Had to get the cache, probably because Addicting Info’s server is crashing.

Did I say it’s f’ing glorious?

I wanted to check the provenance of the right hand photo, in case it was staged. Nope. It’s a photo of the White Widow, Samantha Lewthwaite, who’s implicated in terror attacks in Kenya. buzzkenya.com

If Holly Fisher had half a brain, she’d be horrified to be associated with Lewthwaite.

355 wheat-dogghazi  Jul 7, 2014 3:40:19am

re: #354 wheat-dogghazi

OK, big correction here, and it’s too late to edit my comment. The woman brandishing the rifle and the Quran is not Samantha Lewthwaite. She was Reem Riyashi, a Palestinian suicide bomber. gettyimages.com

A commenter at PZ Myers’ blog found the original image. The Daily Fail used the Riyashi photo and misidentified Lewthwaite as the subject.
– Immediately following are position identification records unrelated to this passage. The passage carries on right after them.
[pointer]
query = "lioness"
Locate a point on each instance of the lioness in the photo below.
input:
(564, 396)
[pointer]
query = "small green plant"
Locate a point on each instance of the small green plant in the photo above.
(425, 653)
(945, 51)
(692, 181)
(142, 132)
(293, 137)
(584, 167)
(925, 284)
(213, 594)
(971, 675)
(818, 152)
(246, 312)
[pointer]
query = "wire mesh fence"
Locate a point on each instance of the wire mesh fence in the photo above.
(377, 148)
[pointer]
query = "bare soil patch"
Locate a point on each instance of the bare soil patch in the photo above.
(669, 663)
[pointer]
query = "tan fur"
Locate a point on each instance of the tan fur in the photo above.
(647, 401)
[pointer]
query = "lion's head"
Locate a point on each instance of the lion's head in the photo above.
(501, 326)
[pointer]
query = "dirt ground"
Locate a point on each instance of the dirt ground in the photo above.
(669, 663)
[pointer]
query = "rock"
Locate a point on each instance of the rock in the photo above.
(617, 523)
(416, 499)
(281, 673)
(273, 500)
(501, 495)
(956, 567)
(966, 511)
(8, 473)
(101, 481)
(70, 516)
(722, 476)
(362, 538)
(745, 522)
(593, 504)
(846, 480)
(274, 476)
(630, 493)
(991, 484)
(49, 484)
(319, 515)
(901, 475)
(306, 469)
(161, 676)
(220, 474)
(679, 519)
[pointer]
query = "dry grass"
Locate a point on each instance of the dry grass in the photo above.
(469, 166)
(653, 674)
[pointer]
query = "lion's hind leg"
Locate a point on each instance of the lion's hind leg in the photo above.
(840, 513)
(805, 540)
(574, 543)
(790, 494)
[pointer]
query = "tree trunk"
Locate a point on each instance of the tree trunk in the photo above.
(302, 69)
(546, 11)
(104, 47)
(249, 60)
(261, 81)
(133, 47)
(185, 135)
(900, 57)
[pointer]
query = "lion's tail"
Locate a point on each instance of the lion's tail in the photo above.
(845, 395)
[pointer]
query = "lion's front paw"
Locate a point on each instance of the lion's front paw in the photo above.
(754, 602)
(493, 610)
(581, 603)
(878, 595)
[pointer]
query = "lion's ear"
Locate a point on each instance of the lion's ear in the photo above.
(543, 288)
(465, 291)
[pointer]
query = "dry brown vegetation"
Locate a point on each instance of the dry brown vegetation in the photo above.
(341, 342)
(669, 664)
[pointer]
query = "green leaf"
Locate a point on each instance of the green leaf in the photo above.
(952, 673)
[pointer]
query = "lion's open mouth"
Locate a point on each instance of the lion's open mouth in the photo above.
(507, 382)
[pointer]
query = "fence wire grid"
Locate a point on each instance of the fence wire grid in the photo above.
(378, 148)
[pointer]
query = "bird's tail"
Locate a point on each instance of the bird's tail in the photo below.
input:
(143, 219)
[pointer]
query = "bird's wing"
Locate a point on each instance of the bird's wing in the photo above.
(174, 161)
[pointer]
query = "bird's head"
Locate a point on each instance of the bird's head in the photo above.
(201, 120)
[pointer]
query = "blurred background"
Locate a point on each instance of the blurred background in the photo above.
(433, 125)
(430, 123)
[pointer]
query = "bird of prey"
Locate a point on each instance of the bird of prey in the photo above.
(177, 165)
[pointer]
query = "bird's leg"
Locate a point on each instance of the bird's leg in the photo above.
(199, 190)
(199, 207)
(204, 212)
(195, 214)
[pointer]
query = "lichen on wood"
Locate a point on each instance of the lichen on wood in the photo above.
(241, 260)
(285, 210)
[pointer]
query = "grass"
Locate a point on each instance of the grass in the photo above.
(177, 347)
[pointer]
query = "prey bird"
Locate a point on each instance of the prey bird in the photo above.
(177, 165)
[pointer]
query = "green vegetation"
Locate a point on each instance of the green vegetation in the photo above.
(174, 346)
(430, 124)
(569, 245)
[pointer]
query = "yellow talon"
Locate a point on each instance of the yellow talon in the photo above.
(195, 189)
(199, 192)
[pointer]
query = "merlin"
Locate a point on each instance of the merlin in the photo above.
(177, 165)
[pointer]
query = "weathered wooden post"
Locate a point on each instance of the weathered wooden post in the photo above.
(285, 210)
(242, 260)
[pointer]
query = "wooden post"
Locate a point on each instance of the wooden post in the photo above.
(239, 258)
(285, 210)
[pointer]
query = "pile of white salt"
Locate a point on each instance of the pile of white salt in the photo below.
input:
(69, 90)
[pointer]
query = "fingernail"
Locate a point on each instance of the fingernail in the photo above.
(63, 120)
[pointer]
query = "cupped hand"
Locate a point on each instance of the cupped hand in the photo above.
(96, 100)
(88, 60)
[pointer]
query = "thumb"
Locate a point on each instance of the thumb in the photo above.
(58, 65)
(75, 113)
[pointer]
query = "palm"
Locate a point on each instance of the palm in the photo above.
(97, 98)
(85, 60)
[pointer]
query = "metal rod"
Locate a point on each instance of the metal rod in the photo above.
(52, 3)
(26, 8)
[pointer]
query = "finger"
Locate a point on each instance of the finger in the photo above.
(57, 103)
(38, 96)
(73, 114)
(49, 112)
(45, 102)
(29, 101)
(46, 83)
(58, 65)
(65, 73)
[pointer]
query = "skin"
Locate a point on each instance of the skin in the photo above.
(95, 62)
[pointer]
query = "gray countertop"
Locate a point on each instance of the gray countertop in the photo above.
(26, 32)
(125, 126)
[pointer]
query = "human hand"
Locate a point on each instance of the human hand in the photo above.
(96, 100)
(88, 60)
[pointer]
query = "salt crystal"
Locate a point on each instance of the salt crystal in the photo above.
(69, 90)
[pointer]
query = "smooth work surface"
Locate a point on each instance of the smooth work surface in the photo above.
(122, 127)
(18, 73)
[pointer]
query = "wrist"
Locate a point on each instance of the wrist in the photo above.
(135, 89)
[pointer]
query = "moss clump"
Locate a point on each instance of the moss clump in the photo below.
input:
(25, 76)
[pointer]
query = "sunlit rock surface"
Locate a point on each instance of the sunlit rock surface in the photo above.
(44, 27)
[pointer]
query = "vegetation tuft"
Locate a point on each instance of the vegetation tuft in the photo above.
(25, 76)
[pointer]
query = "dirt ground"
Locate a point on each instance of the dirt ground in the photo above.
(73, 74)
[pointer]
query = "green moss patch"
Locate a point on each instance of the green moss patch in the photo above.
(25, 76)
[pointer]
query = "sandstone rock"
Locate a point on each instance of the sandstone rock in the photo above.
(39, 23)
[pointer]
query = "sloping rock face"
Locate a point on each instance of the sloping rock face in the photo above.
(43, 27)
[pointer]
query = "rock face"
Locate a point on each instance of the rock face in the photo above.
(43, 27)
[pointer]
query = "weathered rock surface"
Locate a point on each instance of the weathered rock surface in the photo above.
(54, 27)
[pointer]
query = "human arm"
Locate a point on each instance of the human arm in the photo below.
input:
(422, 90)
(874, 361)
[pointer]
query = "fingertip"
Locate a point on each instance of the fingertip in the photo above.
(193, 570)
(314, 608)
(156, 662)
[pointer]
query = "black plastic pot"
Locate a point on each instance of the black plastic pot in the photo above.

356 KerFuFFler  Jul 7, 2014 9:45:38am

re: #136 Charles Johnson

Looks like Cole’s readers are starting to get fed up with his crap.

Years ago I decided to read Balloonjuice regularly after I noticed that one of their tags was,”Show us on the doll where the invisible hand touched you.”

I fled Balloonjuice and ended up here about a year and a half ago. Overall the commentariat here seems more interesting———and while there are pet lovers here, there are no maudlin, ten thousand word posts about just how lucky some asshole is to have some furry quadruped remind him how important he is to “someone”.

Anyway, thanks for hosting such an interesting blog!